Exercising Your Rights. The Plan contracts with outside administrators (the “Administrator”) to actually administer and operate the Plan. Under the terms of the arrangement, it is the Administrator, not the Plan, which creates, maintains, and uses most or all the medical information about you. To exercise the individual rights described above or to file a complaint with the Plan contact one or more of the Administrators below. The Administrator(s) will respond to your request on a timely basis as required by law.

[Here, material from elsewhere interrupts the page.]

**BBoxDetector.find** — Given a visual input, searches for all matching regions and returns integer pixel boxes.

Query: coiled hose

Blue Cross and Blue Shield of Nebraska Attention: Privacy Office
P.O. Box 247040
Omaha, Nebraska 68124-9930
Toll free 1-877-258-3999
MetLife Insurance Company
Institutional Business HIPAA Privacy Office
P.O. Box 6898
Bridgewater, NJ 08807-6896
(908) 253-2706 or HIPAAprivacyinst@MetLife.com
Best Care Employee Assistance Program
9239 West Center Road
Omaha, Nebraska 68124
(402) 354-8000 or toll free 1-800-666-8606
Cypress Benefit Administrators
P.O. Box 7020
Appleton, WI 54912-7020
The Plan is required to abide by the terms of the Notice currently in effect. The Plan reserves the right to change the terms of this Notice and to make the new Notice provisions effective for all of your PHI that it maintains, including that which it created or received while the prior Notice was in effect. If the Plan makes a material change to its privacy practices, it will revise its Notice and provide you with a copy of the revised Notice. If you receive this Notice by electronic mail (e-mail), you are entitled to receive this Notice in written form. Please contact the Benefits Manager at the address listed above to obtain a written copy.